Enforce CertificateVerify signature verification

author: Peter Dettman <peter.dettman@bouncycastle.org> 2014-04-14 19:39:42 +0400
committer: Peter Dettman <peter.dettman@bouncycastle.org> 2014-04-14 19:39:42 +0400
commit: 40100ccac6fd0aa5069abe65fa5c159cdd38c7b4 (patch)
tree: 7b7d29a4789be3fb86330d7dba38f927d470fa2f /core/src/main/java/org/bouncycastle/crypto/tls
parent: 4aa5d5b99a2d9d15a3ce0912f453d425be427693 (diff)
2 files changed, 12 insertions, 2 deletions
diff --git a/core/src/main/java/org/bouncycastle/crypto/tls/DTLSServerProtocol.java b/core/src/main/java/org/bouncycastle/crypto/tls/DTLSServerProtocol.java
index c78cb95c..9e054897 100644
--- a/core/src/main/java/org/bouncycastle/crypto/tls/DTLSServerProtocol.java
+++ b/core/src/main/java/org/bouncycastle/crypto/tls/DTLSServerProtocol.java
@@ -476,6 +476,7 @@ public class DTLSServerProtocol
         TlsProtocol.assertEmpty(buf);
 
         // Verify the CertificateVerify message contains a correct signature.

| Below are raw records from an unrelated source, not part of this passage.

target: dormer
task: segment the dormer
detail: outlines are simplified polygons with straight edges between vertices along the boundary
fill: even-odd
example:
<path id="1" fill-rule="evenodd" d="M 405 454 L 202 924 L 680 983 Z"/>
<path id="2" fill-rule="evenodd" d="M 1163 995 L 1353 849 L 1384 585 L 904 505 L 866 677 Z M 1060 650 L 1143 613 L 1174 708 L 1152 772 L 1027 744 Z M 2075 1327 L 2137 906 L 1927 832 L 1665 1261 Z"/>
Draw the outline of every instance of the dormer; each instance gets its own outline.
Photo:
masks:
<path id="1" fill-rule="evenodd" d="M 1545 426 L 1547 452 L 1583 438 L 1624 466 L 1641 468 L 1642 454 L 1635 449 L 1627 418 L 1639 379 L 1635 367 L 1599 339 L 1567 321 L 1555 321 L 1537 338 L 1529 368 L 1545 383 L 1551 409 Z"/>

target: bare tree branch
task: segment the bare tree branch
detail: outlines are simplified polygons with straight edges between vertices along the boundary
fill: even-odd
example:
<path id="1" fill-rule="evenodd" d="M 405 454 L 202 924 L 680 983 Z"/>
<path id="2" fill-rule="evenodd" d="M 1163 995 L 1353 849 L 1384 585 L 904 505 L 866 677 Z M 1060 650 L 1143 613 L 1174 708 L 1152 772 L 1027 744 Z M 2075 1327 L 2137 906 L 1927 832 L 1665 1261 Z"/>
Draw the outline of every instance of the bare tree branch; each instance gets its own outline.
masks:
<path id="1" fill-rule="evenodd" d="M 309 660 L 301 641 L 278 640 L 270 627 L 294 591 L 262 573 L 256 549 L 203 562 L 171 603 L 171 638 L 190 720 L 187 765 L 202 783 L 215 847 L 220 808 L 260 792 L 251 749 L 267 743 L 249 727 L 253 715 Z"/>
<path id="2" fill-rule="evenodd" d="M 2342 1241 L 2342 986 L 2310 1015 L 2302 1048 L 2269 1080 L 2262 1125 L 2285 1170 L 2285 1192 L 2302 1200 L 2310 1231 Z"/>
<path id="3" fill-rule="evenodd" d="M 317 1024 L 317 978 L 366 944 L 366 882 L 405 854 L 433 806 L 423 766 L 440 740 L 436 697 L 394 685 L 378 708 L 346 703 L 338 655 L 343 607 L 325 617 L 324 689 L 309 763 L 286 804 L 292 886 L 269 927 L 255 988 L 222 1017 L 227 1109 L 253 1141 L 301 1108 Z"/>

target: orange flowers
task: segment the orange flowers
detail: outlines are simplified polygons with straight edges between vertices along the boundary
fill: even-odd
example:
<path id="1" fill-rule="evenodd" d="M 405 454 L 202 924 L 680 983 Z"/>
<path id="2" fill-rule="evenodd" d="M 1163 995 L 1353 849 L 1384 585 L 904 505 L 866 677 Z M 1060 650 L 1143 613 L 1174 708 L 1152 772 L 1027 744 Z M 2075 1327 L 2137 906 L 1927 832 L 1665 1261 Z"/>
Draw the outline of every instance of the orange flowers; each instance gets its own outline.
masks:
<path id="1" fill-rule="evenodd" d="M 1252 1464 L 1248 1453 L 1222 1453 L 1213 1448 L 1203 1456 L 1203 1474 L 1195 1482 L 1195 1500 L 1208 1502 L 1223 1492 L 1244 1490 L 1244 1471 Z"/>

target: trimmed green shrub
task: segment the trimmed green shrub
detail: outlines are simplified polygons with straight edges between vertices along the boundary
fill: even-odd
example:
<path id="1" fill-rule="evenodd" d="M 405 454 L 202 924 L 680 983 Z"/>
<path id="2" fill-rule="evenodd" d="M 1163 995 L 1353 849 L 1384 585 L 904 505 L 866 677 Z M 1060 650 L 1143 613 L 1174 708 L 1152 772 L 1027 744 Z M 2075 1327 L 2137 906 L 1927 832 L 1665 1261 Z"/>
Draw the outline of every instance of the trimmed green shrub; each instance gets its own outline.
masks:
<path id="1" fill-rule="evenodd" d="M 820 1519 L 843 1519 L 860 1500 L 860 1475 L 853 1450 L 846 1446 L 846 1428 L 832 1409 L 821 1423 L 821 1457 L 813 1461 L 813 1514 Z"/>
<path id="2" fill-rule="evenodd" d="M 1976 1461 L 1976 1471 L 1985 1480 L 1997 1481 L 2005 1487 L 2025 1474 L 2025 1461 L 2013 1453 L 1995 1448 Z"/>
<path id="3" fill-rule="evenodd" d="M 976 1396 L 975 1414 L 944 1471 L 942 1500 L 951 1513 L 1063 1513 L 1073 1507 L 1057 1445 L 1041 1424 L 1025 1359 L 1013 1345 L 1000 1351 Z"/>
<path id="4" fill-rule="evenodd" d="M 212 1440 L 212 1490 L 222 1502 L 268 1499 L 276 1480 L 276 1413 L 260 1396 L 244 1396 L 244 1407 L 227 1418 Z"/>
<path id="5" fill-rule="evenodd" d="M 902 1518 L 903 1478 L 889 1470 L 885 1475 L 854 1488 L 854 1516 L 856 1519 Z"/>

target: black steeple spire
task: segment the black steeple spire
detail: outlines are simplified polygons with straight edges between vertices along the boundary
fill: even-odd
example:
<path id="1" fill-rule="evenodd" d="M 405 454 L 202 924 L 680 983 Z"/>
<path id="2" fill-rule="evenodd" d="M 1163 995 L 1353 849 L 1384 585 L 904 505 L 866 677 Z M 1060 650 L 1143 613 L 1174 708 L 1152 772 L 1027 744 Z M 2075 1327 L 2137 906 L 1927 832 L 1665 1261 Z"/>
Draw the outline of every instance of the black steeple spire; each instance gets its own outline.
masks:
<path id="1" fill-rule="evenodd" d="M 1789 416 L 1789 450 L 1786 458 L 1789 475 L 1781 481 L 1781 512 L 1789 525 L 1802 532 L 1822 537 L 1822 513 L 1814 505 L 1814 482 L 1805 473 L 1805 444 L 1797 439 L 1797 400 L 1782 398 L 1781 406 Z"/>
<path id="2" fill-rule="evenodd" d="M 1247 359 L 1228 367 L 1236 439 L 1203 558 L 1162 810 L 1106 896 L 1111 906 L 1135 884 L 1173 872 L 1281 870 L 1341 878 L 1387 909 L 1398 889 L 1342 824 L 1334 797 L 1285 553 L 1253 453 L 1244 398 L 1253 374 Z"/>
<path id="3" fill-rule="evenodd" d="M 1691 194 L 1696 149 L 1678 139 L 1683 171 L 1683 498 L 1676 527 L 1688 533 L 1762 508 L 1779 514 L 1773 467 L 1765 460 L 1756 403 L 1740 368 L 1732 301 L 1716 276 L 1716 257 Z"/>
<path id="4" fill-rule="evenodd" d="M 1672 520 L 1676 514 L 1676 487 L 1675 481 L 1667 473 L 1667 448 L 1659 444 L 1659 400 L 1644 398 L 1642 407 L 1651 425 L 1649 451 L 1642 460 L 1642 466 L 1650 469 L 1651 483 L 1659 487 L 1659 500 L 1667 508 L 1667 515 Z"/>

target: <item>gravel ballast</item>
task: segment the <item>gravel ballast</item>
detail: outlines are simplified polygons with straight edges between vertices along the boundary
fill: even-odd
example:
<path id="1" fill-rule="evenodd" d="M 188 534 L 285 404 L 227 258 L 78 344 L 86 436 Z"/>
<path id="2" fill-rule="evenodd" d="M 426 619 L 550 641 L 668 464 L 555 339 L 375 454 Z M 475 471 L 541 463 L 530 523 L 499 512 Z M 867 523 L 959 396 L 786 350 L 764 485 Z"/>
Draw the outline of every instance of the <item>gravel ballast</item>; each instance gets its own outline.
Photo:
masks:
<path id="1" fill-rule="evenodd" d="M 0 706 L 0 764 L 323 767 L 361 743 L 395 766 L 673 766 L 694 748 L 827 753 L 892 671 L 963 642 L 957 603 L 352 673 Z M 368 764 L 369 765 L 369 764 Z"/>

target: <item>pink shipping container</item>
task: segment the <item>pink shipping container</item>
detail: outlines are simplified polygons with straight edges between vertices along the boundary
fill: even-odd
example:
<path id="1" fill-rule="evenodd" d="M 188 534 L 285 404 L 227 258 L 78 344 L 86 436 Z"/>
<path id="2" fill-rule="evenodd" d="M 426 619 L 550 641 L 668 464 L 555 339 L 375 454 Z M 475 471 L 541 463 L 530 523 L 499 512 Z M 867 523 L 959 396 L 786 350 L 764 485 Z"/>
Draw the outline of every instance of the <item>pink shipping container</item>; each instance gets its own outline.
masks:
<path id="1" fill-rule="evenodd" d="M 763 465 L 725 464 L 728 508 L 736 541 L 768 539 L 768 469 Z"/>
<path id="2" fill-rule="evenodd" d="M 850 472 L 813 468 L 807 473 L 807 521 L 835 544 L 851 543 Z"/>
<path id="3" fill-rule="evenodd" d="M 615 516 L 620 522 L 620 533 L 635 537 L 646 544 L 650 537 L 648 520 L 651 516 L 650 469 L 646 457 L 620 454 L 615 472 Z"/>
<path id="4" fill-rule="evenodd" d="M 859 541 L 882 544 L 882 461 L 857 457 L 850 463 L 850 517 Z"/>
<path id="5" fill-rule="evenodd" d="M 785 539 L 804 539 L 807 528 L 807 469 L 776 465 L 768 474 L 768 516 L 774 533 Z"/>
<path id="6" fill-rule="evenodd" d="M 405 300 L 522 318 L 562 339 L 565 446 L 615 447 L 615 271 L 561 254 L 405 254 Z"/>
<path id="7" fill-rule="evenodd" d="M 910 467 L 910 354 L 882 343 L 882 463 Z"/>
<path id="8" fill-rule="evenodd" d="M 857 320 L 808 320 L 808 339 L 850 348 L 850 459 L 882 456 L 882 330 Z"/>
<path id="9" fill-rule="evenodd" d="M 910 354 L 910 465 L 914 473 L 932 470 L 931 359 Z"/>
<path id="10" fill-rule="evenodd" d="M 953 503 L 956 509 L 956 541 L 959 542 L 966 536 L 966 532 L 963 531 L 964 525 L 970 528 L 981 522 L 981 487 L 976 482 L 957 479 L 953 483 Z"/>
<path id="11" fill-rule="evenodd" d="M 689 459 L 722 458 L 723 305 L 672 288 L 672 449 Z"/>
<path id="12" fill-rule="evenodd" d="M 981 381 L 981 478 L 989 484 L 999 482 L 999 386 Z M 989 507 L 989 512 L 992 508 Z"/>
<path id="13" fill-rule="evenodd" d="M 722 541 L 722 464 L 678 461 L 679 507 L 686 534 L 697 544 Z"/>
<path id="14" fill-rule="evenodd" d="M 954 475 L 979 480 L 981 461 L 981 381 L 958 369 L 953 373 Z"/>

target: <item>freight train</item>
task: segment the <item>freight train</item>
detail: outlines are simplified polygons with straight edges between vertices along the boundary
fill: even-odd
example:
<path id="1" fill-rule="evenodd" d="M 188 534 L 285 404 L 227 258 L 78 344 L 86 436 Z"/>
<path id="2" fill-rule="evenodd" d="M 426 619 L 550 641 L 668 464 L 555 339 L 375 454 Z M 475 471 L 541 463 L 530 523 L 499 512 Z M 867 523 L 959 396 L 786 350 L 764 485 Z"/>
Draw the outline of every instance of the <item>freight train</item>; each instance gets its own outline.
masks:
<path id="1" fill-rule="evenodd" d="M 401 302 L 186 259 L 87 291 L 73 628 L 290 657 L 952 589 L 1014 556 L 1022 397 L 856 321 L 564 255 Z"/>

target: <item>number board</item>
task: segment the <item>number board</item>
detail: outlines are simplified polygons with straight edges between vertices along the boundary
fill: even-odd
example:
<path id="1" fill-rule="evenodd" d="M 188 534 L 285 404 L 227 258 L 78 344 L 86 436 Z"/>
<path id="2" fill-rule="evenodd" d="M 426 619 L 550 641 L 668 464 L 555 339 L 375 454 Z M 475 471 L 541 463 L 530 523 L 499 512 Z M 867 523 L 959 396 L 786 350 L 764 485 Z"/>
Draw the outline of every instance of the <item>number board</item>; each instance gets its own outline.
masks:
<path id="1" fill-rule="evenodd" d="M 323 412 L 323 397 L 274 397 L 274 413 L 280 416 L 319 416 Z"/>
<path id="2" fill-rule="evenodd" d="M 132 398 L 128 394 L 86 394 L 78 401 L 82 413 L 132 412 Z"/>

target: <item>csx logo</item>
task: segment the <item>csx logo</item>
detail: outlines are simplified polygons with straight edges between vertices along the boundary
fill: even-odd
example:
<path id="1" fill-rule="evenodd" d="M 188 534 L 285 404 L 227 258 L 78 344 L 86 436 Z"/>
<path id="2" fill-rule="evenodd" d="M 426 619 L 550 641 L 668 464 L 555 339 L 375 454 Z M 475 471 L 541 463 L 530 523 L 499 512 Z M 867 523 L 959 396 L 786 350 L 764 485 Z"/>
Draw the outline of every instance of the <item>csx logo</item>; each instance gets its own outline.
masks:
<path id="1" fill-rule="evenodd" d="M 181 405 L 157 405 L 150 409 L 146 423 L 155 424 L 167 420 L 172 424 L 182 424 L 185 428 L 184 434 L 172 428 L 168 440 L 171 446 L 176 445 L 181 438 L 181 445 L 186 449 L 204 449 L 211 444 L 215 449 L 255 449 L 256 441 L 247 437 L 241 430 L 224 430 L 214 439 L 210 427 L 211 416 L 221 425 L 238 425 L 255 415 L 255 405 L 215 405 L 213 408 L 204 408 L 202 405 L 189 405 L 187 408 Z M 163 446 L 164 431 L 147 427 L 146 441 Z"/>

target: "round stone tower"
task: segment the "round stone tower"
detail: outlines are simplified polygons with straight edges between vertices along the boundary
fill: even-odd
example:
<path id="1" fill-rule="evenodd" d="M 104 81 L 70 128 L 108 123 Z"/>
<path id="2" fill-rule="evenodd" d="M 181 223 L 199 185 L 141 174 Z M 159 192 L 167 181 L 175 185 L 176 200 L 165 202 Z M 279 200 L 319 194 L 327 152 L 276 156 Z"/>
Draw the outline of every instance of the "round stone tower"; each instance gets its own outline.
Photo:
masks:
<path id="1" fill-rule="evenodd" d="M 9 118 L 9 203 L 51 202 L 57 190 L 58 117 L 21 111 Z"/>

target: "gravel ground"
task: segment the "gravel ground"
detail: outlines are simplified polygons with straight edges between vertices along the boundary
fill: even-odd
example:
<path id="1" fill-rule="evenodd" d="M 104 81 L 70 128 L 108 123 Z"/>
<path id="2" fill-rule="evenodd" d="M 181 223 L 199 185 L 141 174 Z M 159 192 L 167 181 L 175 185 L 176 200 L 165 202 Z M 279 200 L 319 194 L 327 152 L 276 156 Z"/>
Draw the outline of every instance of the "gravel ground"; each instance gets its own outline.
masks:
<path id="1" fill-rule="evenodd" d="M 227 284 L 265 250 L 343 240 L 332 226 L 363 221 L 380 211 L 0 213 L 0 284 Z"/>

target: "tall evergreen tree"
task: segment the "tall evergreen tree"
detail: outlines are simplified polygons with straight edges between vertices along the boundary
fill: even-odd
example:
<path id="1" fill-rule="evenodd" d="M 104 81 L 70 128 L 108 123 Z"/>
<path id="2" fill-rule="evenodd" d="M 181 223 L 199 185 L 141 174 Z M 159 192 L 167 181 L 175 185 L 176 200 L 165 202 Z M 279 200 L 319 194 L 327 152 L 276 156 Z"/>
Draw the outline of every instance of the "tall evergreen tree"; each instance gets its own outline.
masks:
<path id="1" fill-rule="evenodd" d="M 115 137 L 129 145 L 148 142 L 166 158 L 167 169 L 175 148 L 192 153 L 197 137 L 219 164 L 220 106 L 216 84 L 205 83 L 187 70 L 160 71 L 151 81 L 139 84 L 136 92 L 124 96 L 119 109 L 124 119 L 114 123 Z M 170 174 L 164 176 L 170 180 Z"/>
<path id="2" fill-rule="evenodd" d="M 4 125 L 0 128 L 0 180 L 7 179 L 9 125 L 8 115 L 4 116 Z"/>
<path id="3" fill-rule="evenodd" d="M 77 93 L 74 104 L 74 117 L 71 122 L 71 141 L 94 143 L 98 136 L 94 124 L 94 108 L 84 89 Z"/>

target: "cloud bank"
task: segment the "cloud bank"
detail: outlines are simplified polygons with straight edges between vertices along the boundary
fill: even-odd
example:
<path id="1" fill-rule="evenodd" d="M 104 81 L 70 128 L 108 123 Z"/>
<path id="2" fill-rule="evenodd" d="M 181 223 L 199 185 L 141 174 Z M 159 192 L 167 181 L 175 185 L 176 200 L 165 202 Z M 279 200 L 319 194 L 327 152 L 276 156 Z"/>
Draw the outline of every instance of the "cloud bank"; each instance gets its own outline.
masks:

+        boolean verified = false;
         try
         {
             // TODO For TLS 1.2, this needs to be the hash specified in the DigitallySigned
@@ -487,11 +488,15 @@ public class DTLSServerProtocol
 
             TlsSigner tlsSigner = TlsUtils.createTlsSigner(state.clientCertificateType);
             tlsSigner.init(state.serverContext);
-            tlsSigner.verifyRawSignature(clientCertificateVerify.getAlgorithm(),
+            verified = tlsSigner.verifyRawSignature(clientCertificateVerify.getAlgorithm(),
                 clientCertificateVerify.getSignature(), publicKey, certificateVerifyHash);
         }
         catch (Exception e)
         {
+        }
+
+        if (!verified)
+        {
             throw new TlsFatalAlert(AlertDescription.decrypt_error);
         }
     }
diff --git a/core/src/main/java/org/bouncycastle/crypto/tls/TlsServerProtocol.java b/core/src/main/java/org/bouncycastle/crypto/tls/TlsServerProtocol.java
index 44b4998c..f33ed554 100644
--- a/core/src/main/java/org/bouncycastle/crypto/tls/TlsServerProtocol.java
+++ b/core/src/main/java/org/bouncycastle/crypto/tls/TlsServerProtocol.java
@@ -431,6 +431,7 @@ public class TlsServerProtocol
         assertEmpty(buf);
 
         // Verify the CertificateVerify message contains a correct signature.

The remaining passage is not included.